Andrew Yang, one of the candidates of the United States 2020 presidential election, plans to revolutionize the voting system through blockchain and equally pass clear guidelines to regulate digital currencies if he wins the election.
In his campaign website, Yang noted that there’s no reason to wait in line at polling stations to cast votes, adding that the machines used in most locales for voting are vulnerable to tampering and hacking.
Yang plans to modernize the voting infrastructure in the USA to utilize blockchain technology to ensure smooth and more secure voting processes.
The idea is to enable blockchain-powered mobile voting to reduce inconsistent processes between states, improve confidence and engagement in the democratic process, thereby increasing the number of Americans participating in election.
The current number of citizens who participate in presidential elections is barely over 50% and much lower during local and state elections.
“Americans should be able to vote via their mobile device, with verification done via the blockchain. This would dramatically increase participation in all elections, whether local, state or federal,” Yang said.

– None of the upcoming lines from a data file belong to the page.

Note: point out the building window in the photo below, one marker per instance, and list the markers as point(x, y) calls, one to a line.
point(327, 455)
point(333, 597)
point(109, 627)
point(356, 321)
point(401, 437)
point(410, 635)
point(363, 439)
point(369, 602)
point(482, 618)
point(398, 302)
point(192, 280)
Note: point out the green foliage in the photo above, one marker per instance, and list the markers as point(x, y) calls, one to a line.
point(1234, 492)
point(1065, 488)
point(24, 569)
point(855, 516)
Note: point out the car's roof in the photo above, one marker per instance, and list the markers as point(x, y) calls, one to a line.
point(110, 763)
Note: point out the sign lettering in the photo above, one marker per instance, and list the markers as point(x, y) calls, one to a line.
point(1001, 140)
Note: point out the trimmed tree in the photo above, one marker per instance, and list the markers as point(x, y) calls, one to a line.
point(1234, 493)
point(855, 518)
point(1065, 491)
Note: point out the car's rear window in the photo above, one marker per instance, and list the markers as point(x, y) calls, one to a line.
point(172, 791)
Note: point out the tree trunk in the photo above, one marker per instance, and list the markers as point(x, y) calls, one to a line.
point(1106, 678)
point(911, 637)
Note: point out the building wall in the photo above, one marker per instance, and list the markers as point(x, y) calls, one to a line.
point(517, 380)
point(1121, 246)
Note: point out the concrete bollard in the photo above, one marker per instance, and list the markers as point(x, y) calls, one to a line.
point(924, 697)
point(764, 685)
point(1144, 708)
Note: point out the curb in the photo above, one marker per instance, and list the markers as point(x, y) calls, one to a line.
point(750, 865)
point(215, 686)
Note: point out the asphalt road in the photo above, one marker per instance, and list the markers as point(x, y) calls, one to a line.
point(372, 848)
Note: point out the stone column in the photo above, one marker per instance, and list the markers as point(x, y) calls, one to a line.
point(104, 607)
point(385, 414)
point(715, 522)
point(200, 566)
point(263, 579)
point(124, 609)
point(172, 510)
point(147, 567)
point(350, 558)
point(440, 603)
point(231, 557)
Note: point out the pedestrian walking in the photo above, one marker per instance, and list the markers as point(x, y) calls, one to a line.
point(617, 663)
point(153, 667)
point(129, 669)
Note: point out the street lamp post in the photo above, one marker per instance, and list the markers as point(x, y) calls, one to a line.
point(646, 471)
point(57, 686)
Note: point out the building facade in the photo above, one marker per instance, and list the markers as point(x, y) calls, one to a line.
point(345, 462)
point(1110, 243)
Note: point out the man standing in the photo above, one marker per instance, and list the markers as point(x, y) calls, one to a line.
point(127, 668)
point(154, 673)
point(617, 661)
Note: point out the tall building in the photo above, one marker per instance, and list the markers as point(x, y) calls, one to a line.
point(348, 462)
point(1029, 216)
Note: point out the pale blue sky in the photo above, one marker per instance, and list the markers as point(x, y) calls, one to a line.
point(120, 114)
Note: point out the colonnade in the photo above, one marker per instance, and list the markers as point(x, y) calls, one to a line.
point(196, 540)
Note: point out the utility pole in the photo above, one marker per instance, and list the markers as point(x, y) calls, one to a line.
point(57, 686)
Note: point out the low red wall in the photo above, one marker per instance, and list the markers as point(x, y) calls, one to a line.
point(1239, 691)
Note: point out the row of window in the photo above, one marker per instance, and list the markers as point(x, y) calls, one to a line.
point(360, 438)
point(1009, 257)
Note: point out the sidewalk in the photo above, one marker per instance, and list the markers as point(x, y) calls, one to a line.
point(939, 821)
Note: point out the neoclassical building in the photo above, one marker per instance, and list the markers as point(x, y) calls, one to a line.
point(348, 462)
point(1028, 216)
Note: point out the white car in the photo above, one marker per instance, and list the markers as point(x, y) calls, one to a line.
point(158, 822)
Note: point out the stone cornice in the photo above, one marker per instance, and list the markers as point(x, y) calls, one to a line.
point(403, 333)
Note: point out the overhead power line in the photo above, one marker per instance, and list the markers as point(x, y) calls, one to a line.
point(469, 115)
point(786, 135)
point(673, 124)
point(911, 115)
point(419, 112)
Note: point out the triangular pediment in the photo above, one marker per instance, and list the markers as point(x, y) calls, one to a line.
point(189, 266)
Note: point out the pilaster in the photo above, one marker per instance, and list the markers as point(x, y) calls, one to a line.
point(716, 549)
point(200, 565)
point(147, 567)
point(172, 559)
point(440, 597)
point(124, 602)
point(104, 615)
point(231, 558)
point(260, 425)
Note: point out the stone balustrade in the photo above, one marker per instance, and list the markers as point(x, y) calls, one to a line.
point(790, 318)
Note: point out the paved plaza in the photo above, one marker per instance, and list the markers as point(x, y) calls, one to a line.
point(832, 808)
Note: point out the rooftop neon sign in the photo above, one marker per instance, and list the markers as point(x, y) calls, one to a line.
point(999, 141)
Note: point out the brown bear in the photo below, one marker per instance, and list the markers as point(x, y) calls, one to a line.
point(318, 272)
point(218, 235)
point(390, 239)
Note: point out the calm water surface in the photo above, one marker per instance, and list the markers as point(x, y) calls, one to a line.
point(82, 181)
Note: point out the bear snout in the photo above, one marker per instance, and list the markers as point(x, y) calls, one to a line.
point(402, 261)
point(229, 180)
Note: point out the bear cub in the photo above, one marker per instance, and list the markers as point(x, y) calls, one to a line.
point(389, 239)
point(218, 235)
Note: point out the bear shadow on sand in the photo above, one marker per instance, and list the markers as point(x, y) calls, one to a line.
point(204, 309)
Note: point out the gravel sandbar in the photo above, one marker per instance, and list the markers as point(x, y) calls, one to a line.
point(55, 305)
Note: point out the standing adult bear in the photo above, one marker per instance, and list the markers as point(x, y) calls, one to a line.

Time for Clear Guidelines on Cryptos?
Among Andrew Yang’s political proposal is a policy that will call for a clear definition of digital currencies to assist in the making of a framework for regulating them as an asset class.
The growth and economic activity of cryptocurrencies in no doubts, outstripped the government’s response, with most of the federal agencies claiming different jurisdictions.
Several departments of U.S government consider digital currency as a commodity, property, or securities. In this case, states came up with a patchwork of varying regulations that make it difficult for the U.S cryptocurrency markets to compete with others.
Some states have onerous regulations in the space, like New ‘York’s BitLicense. Going with this, the United States’ digital asset market encountered a chilling effect, the website noted.
Yang plans to work with the sponsors of the Token Taxonomy Act and Wyoming legislators to define which federal agencies have regulatory power over the crypto space, provide for consumer protections, and clarify the tax implications associated with cryptos.